Because I was always curious to do some hashmap profiling with real
data, I did some more. Here are the results:
My implementation. Power of two size (25% free):
building hashmap: 8 seconds 28880605 ticks
looking entries up: 0 seconds 31685 ticks
My implementation. Prime number size (25% free):
building hashmap: 8 seconds 26802252 ticks
looking entries up: 0 seconds 27719 ticks
My implementation. Prime number size (10% free):
building hashmap: 8 seconds 29323952 ticks
looking entries up: 0 seconds 32768 ticks
My implementation. Prime number size (20% free):
26877474 entries
building hashmap: 8 seconds 28895211 ticks
sum 74128
looking entries up: 0 seconds 33222 ticks
My implementation. Prime number size (50% free):
building hashmap: 8 seconds 27738475 ticks
looking entries up: 0 seconds 25696 ticks
OrderedAA (implementation of Daniel Kozak):
building array: 13 seconds 45663219 ticks
lookup: 0 seconds 236323 ticks
Builtin AA:
building array: 14 seconds 47175035 ticks
lookup: 0 seconds 33692 ticks
You can see, that both my implementation and daniel kozaks outperform
the builtin AA when filling the AA. Both my and daniel kozaks version
preallocate the internal array. Although daniel kozaks version does one
additional allocation per entry to build the double linked lists.
When not preallocating my implementation still outperforms the builtin AA.
When looking up data, my implementation outperforms both other
implementations.
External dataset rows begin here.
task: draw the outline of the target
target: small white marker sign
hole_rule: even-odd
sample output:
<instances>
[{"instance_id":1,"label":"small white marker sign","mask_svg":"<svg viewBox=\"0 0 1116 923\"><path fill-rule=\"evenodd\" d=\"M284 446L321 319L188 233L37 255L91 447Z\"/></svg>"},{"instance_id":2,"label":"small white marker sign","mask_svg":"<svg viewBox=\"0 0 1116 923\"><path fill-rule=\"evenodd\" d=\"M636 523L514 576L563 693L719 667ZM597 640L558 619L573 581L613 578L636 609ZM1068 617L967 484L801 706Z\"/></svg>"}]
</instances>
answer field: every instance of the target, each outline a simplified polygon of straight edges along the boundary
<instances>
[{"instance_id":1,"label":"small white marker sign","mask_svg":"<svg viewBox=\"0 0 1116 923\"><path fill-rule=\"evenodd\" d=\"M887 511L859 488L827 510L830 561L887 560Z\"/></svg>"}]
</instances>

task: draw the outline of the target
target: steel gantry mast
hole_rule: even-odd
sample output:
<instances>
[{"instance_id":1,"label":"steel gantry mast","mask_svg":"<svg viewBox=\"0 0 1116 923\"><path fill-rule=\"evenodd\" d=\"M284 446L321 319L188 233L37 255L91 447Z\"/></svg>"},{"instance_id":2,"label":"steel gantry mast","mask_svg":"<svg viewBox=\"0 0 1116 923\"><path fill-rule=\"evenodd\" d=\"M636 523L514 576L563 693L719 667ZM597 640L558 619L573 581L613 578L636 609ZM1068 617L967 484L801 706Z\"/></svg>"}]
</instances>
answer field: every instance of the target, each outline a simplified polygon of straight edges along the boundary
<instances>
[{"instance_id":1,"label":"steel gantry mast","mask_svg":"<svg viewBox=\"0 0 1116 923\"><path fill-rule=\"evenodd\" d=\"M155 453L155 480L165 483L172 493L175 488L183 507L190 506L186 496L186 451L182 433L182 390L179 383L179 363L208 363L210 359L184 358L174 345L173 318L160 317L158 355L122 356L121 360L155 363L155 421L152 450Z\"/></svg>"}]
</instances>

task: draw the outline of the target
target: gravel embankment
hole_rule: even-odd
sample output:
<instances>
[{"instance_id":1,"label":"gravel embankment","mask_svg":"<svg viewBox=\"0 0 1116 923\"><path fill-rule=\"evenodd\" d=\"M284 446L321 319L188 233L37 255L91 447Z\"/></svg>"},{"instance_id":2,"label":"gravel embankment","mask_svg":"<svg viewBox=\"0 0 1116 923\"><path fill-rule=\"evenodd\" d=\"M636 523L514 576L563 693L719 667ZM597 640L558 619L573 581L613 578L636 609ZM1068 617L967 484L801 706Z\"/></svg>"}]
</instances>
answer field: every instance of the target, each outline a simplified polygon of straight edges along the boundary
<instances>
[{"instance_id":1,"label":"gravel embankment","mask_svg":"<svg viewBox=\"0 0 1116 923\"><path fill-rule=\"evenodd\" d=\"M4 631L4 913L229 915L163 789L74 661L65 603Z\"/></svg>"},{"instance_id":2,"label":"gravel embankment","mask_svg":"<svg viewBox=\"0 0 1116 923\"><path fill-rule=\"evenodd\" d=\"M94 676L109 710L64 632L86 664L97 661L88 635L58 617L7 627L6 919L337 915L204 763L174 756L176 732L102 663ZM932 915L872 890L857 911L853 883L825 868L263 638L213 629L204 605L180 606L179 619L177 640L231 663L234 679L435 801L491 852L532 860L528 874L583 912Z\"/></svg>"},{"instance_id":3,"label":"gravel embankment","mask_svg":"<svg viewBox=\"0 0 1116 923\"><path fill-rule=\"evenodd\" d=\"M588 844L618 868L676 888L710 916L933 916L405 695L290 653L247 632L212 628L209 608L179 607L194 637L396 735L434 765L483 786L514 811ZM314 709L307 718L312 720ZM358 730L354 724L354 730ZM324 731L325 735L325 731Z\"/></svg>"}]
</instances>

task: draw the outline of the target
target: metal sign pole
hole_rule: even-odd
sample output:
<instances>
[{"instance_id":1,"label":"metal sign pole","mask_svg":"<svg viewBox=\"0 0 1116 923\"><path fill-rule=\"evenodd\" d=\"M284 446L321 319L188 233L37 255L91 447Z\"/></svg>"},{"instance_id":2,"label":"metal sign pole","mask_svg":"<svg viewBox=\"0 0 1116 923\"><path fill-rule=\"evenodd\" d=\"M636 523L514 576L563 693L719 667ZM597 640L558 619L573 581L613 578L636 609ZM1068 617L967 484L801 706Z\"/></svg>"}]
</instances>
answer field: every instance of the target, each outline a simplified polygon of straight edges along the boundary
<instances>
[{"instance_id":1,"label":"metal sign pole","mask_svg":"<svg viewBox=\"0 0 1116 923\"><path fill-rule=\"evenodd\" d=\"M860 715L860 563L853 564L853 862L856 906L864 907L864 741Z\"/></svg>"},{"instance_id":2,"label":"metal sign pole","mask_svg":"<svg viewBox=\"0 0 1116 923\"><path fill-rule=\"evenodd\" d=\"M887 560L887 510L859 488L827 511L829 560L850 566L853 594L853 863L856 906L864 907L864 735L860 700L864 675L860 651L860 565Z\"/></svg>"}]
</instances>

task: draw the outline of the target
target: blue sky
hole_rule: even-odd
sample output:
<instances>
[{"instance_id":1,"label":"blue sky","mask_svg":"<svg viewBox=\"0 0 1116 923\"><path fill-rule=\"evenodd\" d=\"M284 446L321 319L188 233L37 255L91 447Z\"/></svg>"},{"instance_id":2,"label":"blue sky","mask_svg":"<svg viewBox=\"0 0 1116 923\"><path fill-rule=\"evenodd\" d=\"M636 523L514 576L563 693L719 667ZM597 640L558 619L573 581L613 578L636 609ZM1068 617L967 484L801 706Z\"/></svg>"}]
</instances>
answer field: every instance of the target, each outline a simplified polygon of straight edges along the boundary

My implementation is only slightly faster then the
builtin one. Daniel Kozaks version is 8 times slower during lookup
compared to my implementation. I think this is mostly due to cache
misses caused by the linked list storage of the entries.
It is also interresting to note, that using prime number sizes for the
internal array of the AA improved the lookup performance slightly in my
implementation. A certain portion of all entries in the internal array
are always kept free. Reducing this amount leads to worse performance
during looup, increasing it, gives better performance. You can gain a
few percent speed if you are willing to waste 50% memory. My
measurements show that 25% free entries seem to be the sweet spot.